We were always concerned about accuracy, and we always start by doing research worthy of an archaeologist. I really need to know the historical background in order to be able to emancipate myself from it with full knowledge of the facts, and to create my own universe for the story. In this case, it was a matter of building a setting around the future great creator in the making, and showing the way he takes inspiration from it in his creations.

Which sources did you turn to in order to achieve that?

We used everything that exists to recreate Lagerfeld’s world: sketches, color charts, photos of art, fashion and the latest news, more intimate photos of each character who has existed but also of the actors who will embody them, screen captures of documentaries, films, fabric samples. Inspiration can be found everywhere, but also in reading books like “Beautiful People” by Alicia Drake, and “Éloge de la chute,” a collection of photography and text by [Lagerfeld’s longtime companion] Jacques de Bascher’s great friend Philippe Hertault. Those books are full of inspiring information. Then, with my team, we put everything into making this universe.

Over the course of his life, Karl Lagerfeld became very well known for his signature “look”—hair, high collars, jewelry, black suiting, so forth.

To be honest, I didn’t have to develop this look, because in the series we show a younger Karl Lagerfeld, one who is still trying to find himself and is still influenced by pop and color.

For the fashion shows and atelier scenes depicted in the show—did you copy real looks that Lagerfeld created, or did you take liberties?

Let’s just say we tried to be as close to reality as possible, while taking a few liberties. In collaboration with Maison Chloé, we carried out detailed research based on photo archives (all in black and white), descriptions of the fashion shows held at that time and a few authentic pieces. All this allowed us to work out the color range and motifs, and then print the fabrics for Gaby Aghion’s and Karl’s shirts, before cutting and manufacturing them in our workshops.

What was the most challenging look to “get right” and why?

No look is more difficult than another. My challenge was to find the right costumes to help Daniel Brühl embody KarlLagerfeld, and Theodore Pellerin to embody Jacques de Bascher, and the same goes for all the actors. My aim is not to copy an existing photo, but to use clothing to give an actor the right tools to embody his character.

Why do you think viewers are so fascinated by “fashion stories” such as Becoming Karl Lagerfeld?

Perhaps because we’re experiencing a crucial moment in the emancipation of women and the question of gender, and fashion is as much a part of this as it reflects changing mentalities. Telling the story of fashion also means telling the story of the emancipation of women and women’s bodies through history. It’s an echo of what’s happening right now: the liberation of speech.

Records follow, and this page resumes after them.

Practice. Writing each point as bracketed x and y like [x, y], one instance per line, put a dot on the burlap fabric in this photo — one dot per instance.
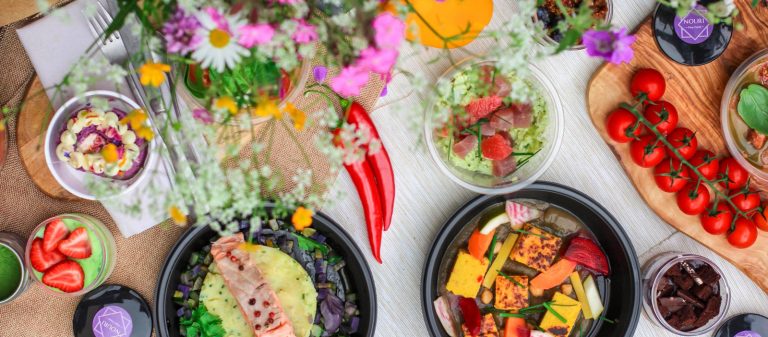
[139, 259]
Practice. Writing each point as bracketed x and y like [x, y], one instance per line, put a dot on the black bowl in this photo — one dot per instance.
[623, 296]
[358, 272]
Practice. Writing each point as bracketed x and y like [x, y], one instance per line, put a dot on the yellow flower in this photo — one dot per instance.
[153, 73]
[302, 218]
[178, 216]
[135, 118]
[267, 107]
[299, 117]
[225, 103]
[109, 152]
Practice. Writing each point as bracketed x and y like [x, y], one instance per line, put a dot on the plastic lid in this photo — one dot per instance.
[744, 325]
[691, 40]
[112, 311]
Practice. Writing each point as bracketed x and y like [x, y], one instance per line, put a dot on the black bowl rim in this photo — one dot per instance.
[330, 226]
[441, 240]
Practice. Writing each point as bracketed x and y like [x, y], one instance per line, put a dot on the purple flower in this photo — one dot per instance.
[319, 73]
[349, 81]
[614, 46]
[179, 33]
[255, 34]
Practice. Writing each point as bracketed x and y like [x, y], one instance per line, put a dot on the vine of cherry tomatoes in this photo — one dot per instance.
[717, 190]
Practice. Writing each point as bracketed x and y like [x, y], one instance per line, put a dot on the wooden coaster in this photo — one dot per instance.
[33, 119]
[696, 92]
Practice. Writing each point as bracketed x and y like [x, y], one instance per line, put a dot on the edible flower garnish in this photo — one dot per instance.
[177, 216]
[302, 218]
[153, 74]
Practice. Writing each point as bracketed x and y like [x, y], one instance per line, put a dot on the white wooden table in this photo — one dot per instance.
[426, 198]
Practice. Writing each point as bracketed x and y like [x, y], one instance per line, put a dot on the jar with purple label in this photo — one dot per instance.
[691, 39]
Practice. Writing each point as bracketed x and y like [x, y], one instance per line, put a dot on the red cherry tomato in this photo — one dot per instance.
[622, 126]
[671, 175]
[647, 151]
[744, 234]
[684, 140]
[662, 114]
[746, 200]
[707, 164]
[736, 176]
[693, 199]
[761, 219]
[717, 221]
[649, 82]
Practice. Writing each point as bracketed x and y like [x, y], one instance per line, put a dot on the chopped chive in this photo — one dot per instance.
[555, 313]
[511, 279]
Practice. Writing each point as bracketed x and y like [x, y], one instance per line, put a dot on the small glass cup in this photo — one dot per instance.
[655, 269]
[16, 246]
[102, 246]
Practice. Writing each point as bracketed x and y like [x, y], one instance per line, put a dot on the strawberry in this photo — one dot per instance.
[54, 232]
[77, 245]
[66, 276]
[482, 107]
[588, 254]
[42, 260]
[496, 147]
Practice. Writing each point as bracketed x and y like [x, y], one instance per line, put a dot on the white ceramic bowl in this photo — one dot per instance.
[487, 184]
[76, 181]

Fashion is a social phenomenon that concerns us all, even if we’re not always aware of it.

What did costuming this show teach you about Karl Lagerfeld’s work that you might not have known before?

Until he started working for Chanel, I didn’t have a very clear vision of his work. I realized that working for all these different houses had forced him to constantly renew himself and had enabled him to experiment with a multitude of styles. Not having one style but many was his strength and freedom. I love this quote from Lagerfeld: “Appetite comes from eating, ideas from working.”

This interview has been edited and condensed for clarity.